I mourned Wendell’s unjust loss of honor and heritage, and the loss of his only friend—me. I mourned the loss of Civilization, which I had never known, and all it had promised for the future. I mourned the end of the world, which seemed to me only days or weeks away. I mourned the inability of man to rise above his own attachments and stupidity. I mourned the cussedness of fate.
Once I actually howled aloud, beating my fist against the rock floor. Alia held me and rocked me, but neither of us spoke.

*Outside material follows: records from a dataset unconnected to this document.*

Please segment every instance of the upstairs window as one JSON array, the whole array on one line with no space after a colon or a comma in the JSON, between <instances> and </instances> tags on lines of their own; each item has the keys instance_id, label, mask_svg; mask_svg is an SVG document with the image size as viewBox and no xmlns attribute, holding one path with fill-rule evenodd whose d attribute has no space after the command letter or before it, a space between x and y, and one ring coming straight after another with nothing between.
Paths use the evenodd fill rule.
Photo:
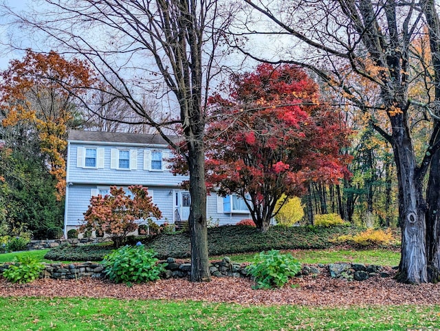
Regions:
<instances>
[{"instance_id":1,"label":"upstairs window","mask_svg":"<svg viewBox=\"0 0 440 331\"><path fill-rule=\"evenodd\" d=\"M96 148L85 149L85 166L96 168Z\"/></svg>"},{"instance_id":2,"label":"upstairs window","mask_svg":"<svg viewBox=\"0 0 440 331\"><path fill-rule=\"evenodd\" d=\"M87 168L104 168L104 148L78 146L76 148L76 166Z\"/></svg>"},{"instance_id":3,"label":"upstairs window","mask_svg":"<svg viewBox=\"0 0 440 331\"><path fill-rule=\"evenodd\" d=\"M162 152L151 152L151 170L162 170Z\"/></svg>"},{"instance_id":4,"label":"upstairs window","mask_svg":"<svg viewBox=\"0 0 440 331\"><path fill-rule=\"evenodd\" d=\"M130 168L130 153L128 150L119 151L119 168L120 169Z\"/></svg>"},{"instance_id":5,"label":"upstairs window","mask_svg":"<svg viewBox=\"0 0 440 331\"><path fill-rule=\"evenodd\" d=\"M135 170L138 168L138 150L111 148L110 169Z\"/></svg>"},{"instance_id":6,"label":"upstairs window","mask_svg":"<svg viewBox=\"0 0 440 331\"><path fill-rule=\"evenodd\" d=\"M246 194L246 199L250 200L250 196ZM244 199L236 194L231 194L223 198L223 212L249 214L249 209Z\"/></svg>"}]
</instances>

Three more “days” passed in this fashion. Time did not pass; it tailga
ted. On the sixth day Alia and I began to see great subtle interrelations in everything we knew, began to perceive previously unseen universal patterns and cosmic knowledge which stupefied us by its sudden obviousness. It seemed that all of a sudden a switch was thrown and we understood everything that had ever puzzled us about the Universe and its workings. We babbled joyously of it for awhile, then realized the inherent folly of speech and fell silent. We achieved satori.
This did not dispel my grief. But it seemed to make it a grander, subtler thing, the awareness of Cosmic Irony. There was an Olympian detachment to my perception of the magnificent tragedy that was life.

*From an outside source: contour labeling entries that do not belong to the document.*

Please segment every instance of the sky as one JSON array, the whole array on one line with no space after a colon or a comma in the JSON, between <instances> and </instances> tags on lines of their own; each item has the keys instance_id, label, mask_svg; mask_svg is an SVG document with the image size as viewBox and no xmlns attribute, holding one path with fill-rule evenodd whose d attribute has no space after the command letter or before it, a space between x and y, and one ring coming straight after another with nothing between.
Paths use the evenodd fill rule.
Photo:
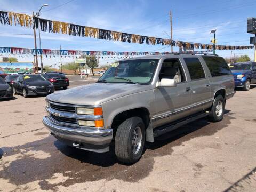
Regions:
<instances>
[{"instance_id":1,"label":"sky","mask_svg":"<svg viewBox=\"0 0 256 192\"><path fill-rule=\"evenodd\" d=\"M0 0L0 10L31 15L33 11L38 12L44 4L49 6L41 10L42 18L164 38L170 38L169 13L171 10L173 39L211 44L213 37L210 32L215 28L219 45L250 45L250 37L253 35L246 33L246 20L249 17L256 17L255 0ZM170 47L160 45L106 41L48 32L41 34L42 49L58 49L61 45L62 49L73 50L171 50ZM0 24L0 47L34 48L33 30L19 26ZM178 47L174 47L174 51L178 50ZM233 56L234 54L247 54L252 60L253 53L253 49L249 49L234 50L232 54ZM229 58L231 52L217 50L216 53ZM32 56L15 56L19 61L34 61ZM62 58L63 63L73 61L72 58ZM100 65L115 61L111 58L101 59ZM60 61L60 57L43 57L44 65L56 67Z\"/></svg>"}]
</instances>

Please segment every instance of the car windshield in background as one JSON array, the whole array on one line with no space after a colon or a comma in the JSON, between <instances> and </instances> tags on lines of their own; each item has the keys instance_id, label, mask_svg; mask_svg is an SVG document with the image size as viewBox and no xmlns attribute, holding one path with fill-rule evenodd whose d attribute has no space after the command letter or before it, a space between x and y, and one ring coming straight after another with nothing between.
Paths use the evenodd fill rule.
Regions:
<instances>
[{"instance_id":1,"label":"car windshield in background","mask_svg":"<svg viewBox=\"0 0 256 192\"><path fill-rule=\"evenodd\" d=\"M39 75L25 75L23 78L26 82L45 81L45 79Z\"/></svg>"},{"instance_id":2,"label":"car windshield in background","mask_svg":"<svg viewBox=\"0 0 256 192\"><path fill-rule=\"evenodd\" d=\"M18 75L9 75L5 77L5 78L7 78L9 80L13 80L15 79L19 76Z\"/></svg>"},{"instance_id":3,"label":"car windshield in background","mask_svg":"<svg viewBox=\"0 0 256 192\"><path fill-rule=\"evenodd\" d=\"M4 80L3 78L0 77L0 84L5 84L5 81Z\"/></svg>"},{"instance_id":4,"label":"car windshield in background","mask_svg":"<svg viewBox=\"0 0 256 192\"><path fill-rule=\"evenodd\" d=\"M153 76L159 59L134 59L114 63L98 82L148 84Z\"/></svg>"},{"instance_id":5,"label":"car windshield in background","mask_svg":"<svg viewBox=\"0 0 256 192\"><path fill-rule=\"evenodd\" d=\"M252 64L236 64L230 65L229 68L231 70L251 70L252 69Z\"/></svg>"},{"instance_id":6,"label":"car windshield in background","mask_svg":"<svg viewBox=\"0 0 256 192\"><path fill-rule=\"evenodd\" d=\"M65 76L63 74L57 74L57 73L51 73L47 74L50 77L65 77Z\"/></svg>"}]
</instances>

On the seventh day we began having visions.
It was in fact while I was in the middle of a stupendous eight-color four-dimensional hallucination that the situation suddenly changed.
The hallucination in question was a breed of pageant, in which all my friends and enemies were represented. But the last one through the door was out of uniform—he’d forgotten to wear his body.
It was a Musky, and my nose said it was really there.
The rest of the procession, which had been doing a sort of zero-gravity snake dance around the cave, faded as though a heavy fog had roiled in. I rose from lotus, went to the only remaining full five-gallon bucket of the four Jordan had provided us, and plunged my head into the water. The Musky was still there when I finished spluttering, so I sat down again and reached for the undermind. It was very very near. Four’s corin’ heaven years and I was under.
I won’t go into the exact conversation, as I did with the one I had with the Sirocco Name. Some of the concept-units we used can’t be crammed into a single English word, so it wouldn’t be accurate anyhow.
Briefly, we swapped Names, and I learned that his Name was called Zephyr. He told me that he had a message, and it took me quite a bit of time to learn the identity of the message’s sender, a question that began as a conversational formality. The concept is not a simple one—to a Musky. I would, of course, have assumed the message was from Wendell, but I was groggy and got involved in the slapstick semantic business of asking the question. And so I learned that the message was not from Wendell. It was from Dr. Mike.